This piece of software would have to handle all the intricacies of the GitHub actions but also be updated to the latest changes...
We are moving back to a makefile based approach that is called by the GitHub workflows. We can handle different levels of parallelism: the make kind or the indexed by worker number when running in actions. That way we can test things locally, we can still have 32 workers on GitHub to run the full suite fast enough.
I also like that we are less bound to GitHub now because it has been notorious unreliable for us this past year and we may move more easily to something else.
Take a look at https://dagger.io/. Declarative pipelines using Node, Python, or Go.
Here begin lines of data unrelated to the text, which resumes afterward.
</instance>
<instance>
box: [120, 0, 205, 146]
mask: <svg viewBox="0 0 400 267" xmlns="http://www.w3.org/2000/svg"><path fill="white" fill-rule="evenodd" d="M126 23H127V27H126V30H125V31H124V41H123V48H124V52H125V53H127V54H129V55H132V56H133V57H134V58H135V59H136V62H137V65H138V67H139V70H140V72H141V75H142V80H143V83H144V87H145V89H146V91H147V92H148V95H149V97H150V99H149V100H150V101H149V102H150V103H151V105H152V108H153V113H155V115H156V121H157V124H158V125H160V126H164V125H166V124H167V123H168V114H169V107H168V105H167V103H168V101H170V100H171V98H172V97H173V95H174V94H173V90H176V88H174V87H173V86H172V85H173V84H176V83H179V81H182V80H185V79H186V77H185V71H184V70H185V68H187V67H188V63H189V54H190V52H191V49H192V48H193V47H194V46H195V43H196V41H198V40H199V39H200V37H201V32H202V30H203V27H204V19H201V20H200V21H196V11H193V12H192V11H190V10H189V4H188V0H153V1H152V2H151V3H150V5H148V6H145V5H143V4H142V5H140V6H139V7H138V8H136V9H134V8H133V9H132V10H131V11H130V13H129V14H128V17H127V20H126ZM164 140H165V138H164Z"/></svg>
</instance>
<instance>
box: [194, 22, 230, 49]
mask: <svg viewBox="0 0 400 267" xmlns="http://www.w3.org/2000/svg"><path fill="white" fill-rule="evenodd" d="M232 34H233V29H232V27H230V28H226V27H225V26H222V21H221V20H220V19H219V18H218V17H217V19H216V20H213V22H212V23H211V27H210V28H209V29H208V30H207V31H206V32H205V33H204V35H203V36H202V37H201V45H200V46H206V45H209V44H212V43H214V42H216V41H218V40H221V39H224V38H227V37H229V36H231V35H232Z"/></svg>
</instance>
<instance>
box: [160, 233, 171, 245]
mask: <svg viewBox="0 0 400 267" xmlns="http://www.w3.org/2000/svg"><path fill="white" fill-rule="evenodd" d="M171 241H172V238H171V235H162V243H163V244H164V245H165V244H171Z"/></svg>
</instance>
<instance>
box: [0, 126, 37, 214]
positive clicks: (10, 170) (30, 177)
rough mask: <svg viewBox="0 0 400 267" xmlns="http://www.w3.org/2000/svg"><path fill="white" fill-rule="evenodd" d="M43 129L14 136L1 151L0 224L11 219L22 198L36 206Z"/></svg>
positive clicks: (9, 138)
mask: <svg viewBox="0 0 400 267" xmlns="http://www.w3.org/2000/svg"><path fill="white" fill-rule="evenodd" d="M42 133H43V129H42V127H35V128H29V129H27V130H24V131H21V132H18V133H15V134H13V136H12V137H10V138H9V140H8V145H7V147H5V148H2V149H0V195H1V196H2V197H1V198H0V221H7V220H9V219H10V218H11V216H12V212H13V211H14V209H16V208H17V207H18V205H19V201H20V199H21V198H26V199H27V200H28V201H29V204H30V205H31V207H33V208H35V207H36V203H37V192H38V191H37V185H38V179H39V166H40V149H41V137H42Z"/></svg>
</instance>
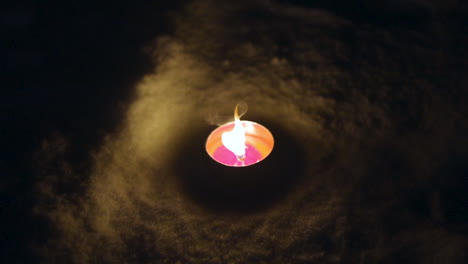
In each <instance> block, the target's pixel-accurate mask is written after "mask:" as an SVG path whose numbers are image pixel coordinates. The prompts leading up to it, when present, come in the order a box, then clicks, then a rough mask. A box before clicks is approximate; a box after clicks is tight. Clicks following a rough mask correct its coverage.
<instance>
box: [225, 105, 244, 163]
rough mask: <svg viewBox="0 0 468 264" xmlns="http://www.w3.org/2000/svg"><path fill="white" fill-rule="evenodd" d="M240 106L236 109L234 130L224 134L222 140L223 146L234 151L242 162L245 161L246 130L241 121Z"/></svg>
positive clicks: (229, 131)
mask: <svg viewBox="0 0 468 264" xmlns="http://www.w3.org/2000/svg"><path fill="white" fill-rule="evenodd" d="M238 106H239V105H236V108H235V109H234V119H235V121H234V129H233V130H231V131H229V132H224V133H223V135H222V137H221V140H222V142H223V145H224V146H225V147H226V148H227V149H229V150H230V151H232V152H233V153H234V154H235V155H236V156H237V159H238V160H240V161H242V160H244V159H245V148H246V146H245V130H244V126H243V125H242V123H241V121H240V119H239V113H238Z"/></svg>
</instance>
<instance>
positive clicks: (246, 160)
mask: <svg viewBox="0 0 468 264" xmlns="http://www.w3.org/2000/svg"><path fill="white" fill-rule="evenodd" d="M241 123H242V126H243V127H244V130H245V144H246V146H247V149H246V159H245V162H244V163H242V165H241V164H240V163H235V164H234V163H233V161H232V158H228V157H226V158H224V157H222V156H219V155H216V153H219V152H217V151H219V150H220V149H221V148H224V145H223V142H222V140H221V137H222V135H223V133H225V132H228V131H231V130H233V128H234V122H230V123H226V124H224V125H222V126H220V127H218V128H216V129H215V130H213V132H211V134H210V135H209V136H208V138H207V140H206V152H207V153H208V155H209V156H210V157H211V158H212V159H214V160H215V161H217V162H219V163H221V164H223V165H226V166H233V167H245V166H250V165H253V164H256V163H258V162H260V161H262V160H264V159H265V158H266V157H268V155H270V153H271V151H272V150H273V146H274V139H273V135H272V134H271V132H270V131H269V130H268V129H267V128H266V127H264V126H262V125H260V124H258V123H255V122H252V121H247V120H241ZM252 148H253V149H252ZM250 153H252V154H251V155H255V157H249V154H250ZM231 157H235V155H234V153H232V156H231ZM252 158H253V159H252Z"/></svg>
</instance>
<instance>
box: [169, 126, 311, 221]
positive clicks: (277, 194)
mask: <svg viewBox="0 0 468 264" xmlns="http://www.w3.org/2000/svg"><path fill="white" fill-rule="evenodd" d="M259 121H261V120H259ZM261 123H262V124H264V125H265V127H268V129H269V130H270V131H271V133H272V134H273V135H274V136H275V146H274V149H273V151H272V152H271V154H270V155H268V157H266V158H265V159H264V160H263V161H261V162H259V163H257V164H254V165H251V166H247V167H230V166H225V165H222V164H220V163H218V162H216V161H215V160H213V159H212V158H211V157H210V156H209V155H208V153H207V151H206V150H205V142H206V138H207V136H208V135H209V134H210V133H211V132H212V131H213V127H212V126H199V127H194V128H193V129H192V130H191V131H190V133H187V134H186V135H185V136H184V137H183V138H181V139H180V141H179V142H178V147H177V148H176V152H175V156H174V158H173V159H172V161H171V164H170V166H171V168H172V170H173V171H174V175H176V178H175V180H176V182H177V186H178V187H177V188H178V190H179V191H180V192H181V193H182V194H183V195H184V196H185V197H186V198H187V199H190V200H191V201H193V202H195V203H197V204H198V205H200V206H201V207H204V208H207V209H211V210H215V211H231V212H232V211H235V212H246V213H247V212H254V211H258V210H262V209H265V208H268V207H270V206H273V205H274V203H275V202H277V201H279V200H281V199H282V198H284V197H285V196H286V195H287V194H288V192H289V191H290V190H291V189H292V187H293V186H294V184H295V183H297V181H298V180H299V179H300V178H301V177H302V176H303V175H304V168H305V160H304V151H303V149H302V148H301V145H300V144H299V143H298V142H297V141H296V139H295V138H294V137H293V136H292V135H290V134H289V133H288V132H287V131H286V130H285V129H284V128H283V127H281V125H276V124H274V123H269V122H263V121H261Z"/></svg>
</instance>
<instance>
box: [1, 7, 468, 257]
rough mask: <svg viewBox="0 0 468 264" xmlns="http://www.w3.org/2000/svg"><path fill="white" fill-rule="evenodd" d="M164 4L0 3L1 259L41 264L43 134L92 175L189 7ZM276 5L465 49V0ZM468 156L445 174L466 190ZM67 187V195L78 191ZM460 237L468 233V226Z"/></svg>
mask: <svg viewBox="0 0 468 264" xmlns="http://www.w3.org/2000/svg"><path fill="white" fill-rule="evenodd" d="M161 2H163V1H153V2H151V3H150V2H148V1H131V2H130V1H129V2H126V3H120V2H109V3H107V4H106V3H96V2H95V1H65V2H52V1H40V2H32V1H30V2H25V1H23V2H15V3H10V4H8V5H7V6H4V7H2V11H1V19H2V41H1V44H0V45H1V55H2V56H1V57H2V63H1V64H2V66H1V67H2V73H3V74H2V75H3V77H2V81H1V82H2V85H1V87H2V96H1V102H0V121H1V126H0V133H1V134H0V135H1V141H0V143H1V148H2V151H1V158H0V177H1V179H0V219H1V220H0V221H1V233H0V247H1V250H0V254H1V255H0V262H2V263H35V262H36V261H37V256H36V255H34V253H32V251H31V250H30V246H31V244H32V243H43V242H46V241H47V240H48V237H49V235H50V233H49V232H52V231H51V228H50V227H49V226H48V225H49V223H48V222H47V221H45V220H44V219H41V218H39V217H37V216H35V215H34V214H33V212H32V208H33V206H34V204H35V200H34V197H35V189H34V184H35V182H36V181H37V175H36V173H35V163H34V162H35V159H36V157H35V155H37V151H36V150H37V149H38V148H39V146H40V144H41V141H42V139H43V138H45V137H48V136H50V135H51V134H52V135H53V134H57V135H64V136H65V137H67V138H68V139H69V140H70V141H72V142H74V144H73V146H72V149H71V150H70V151H69V152H67V155H68V156H67V157H66V159H69V160H72V161H73V163H74V164H77V165H76V166H77V167H78V168H79V170H83V171H86V170H87V168H88V167H89V164H90V162H91V161H90V158H89V156H88V153H89V151H91V150H95V149H96V146H98V145H99V142H101V140H102V138H103V136H104V135H106V134H108V133H111V132H112V131H114V130H115V129H116V128H117V127H118V126H119V121H120V119H121V117H122V115H123V113H124V112H125V111H126V106H127V105H128V104H129V103H130V102H131V98H132V97H133V96H134V94H133V93H134V92H133V89H132V88H133V86H134V84H135V83H136V82H137V81H138V80H139V79H140V78H142V76H144V75H145V74H147V73H149V72H151V71H152V69H153V67H154V66H157V65H155V63H154V62H153V61H152V60H151V59H149V58H148V56H147V55H146V54H145V53H144V52H143V47H144V46H145V45H148V43H150V42H151V41H152V40H154V38H155V37H157V36H160V35H163V34H170V33H171V32H172V24H171V20H170V15H171V14H172V13H171V12H175V10H177V9H178V8H180V7H181V6H182V4H184V3H185V2H186V1H164V3H161ZM279 2H289V3H291V4H294V5H297V6H304V7H312V8H322V9H326V10H328V11H329V12H331V13H334V14H336V15H337V16H341V17H344V18H347V19H349V20H351V21H353V22H354V23H356V24H361V25H363V26H366V25H371V26H377V27H382V28H392V29H398V28H404V29H411V30H415V31H421V32H423V31H424V28H425V27H427V25H428V24H431V23H432V22H431V21H434V20H437V21H438V22H440V23H442V24H444V25H446V27H445V28H446V29H448V30H451V32H445V34H446V35H447V36H451V37H452V38H454V39H457V38H460V40H461V41H460V42H459V45H458V46H455V47H453V52H454V54H459V52H460V50H464V49H466V46H465V44H466V42H464V40H466V34H467V28H468V27H467V17H468V15H467V14H468V13H467V6H466V4H462V3H461V2H460V3H459V2H457V1H448V2H443V1H427V3H425V2H424V1H414V2H411V3H409V4H408V3H407V4H404V3H402V2H400V1H383V2H382V3H381V4H377V3H374V2H375V1H364V0H363V1H339V0H334V1H301V0H296V1H279ZM455 42H456V41H455ZM464 54H466V53H464ZM442 56H444V55H442ZM447 56H450V54H448V55H447ZM460 66H461V67H465V66H466V64H465V65H460ZM457 71H458V72H457V73H453V74H455V77H456V78H460V79H464V80H465V83H466V68H464V69H463V68H462V69H458V70H457ZM457 74H458V75H457ZM462 75H465V77H462ZM448 76H453V75H450V74H449V75H448ZM465 88H466V87H465ZM455 93H456V94H458V95H459V98H460V100H463V99H466V98H467V92H466V89H462V88H460V89H459V90H456V91H455ZM465 109H466V108H465ZM462 114H464V115H465V116H466V113H462ZM384 158H386V157H384ZM466 158H467V157H466V156H463V155H457V156H456V157H455V158H454V159H456V160H455V161H454V164H456V165H454V166H450V168H447V171H446V173H451V174H454V175H459V176H458V177H456V179H458V180H460V184H459V186H461V187H466V186H467V183H466V175H467V173H468V172H467V170H466V169H467V167H466V162H467V161H468V160H467V159H466ZM70 185H71V186H68V187H67V188H69V190H70V192H73V191H74V190H75V189H76V188H78V187H76V186H73V185H72V184H70ZM455 185H457V184H449V186H455ZM447 192H450V190H447ZM458 193H459V192H458ZM453 199H455V200H456V201H455V202H453V203H452V200H450V199H448V200H446V201H445V206H446V207H447V208H448V209H447V210H448V211H449V216H448V217H449V220H450V221H452V220H453V222H456V223H466V221H467V215H466V208H462V207H463V205H464V204H465V202H466V200H463V199H466V196H465V197H464V198H463V197H455V198H453ZM421 204H423V203H421ZM451 204H454V206H453V208H452V209H453V217H452V218H450V212H451V211H450V210H452V209H450V208H451ZM465 205H466V204H465ZM415 206H416V209H415V210H422V211H424V210H427V211H430V209H428V208H419V207H420V204H419V203H418V202H417V201H416V202H415ZM418 206H419V207H418ZM422 207H424V206H422ZM428 214H429V213H428ZM450 221H449V222H450ZM449 224H450V223H449ZM464 226H465V227H466V225H464ZM460 232H461V233H464V234H465V235H466V232H467V230H466V229H464V230H463V229H462V230H460Z"/></svg>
Parallelism built in, and caching built in - things are cached if they're unchanged.
You could implement something similar by splitting the make targets in the GitHub action before they get passed to make so each worker is assigned their own target, then have a make target that executes all the targets for local multithreaded builds via `make -j${NUM_CONCURRENT}`.
We are moving back to a makefile based approach that is called by the GitHub workflows. We can handle different levels of parallelism: the make kind or the indexed by worker number when running in actions. That way we can test things locally, we can still have 32 workers on GitHub to run the full suite fast enough.
I also like that we are less bound to GitHub now because it has been notorious unreliable for us this past year and we may move more easily to something else.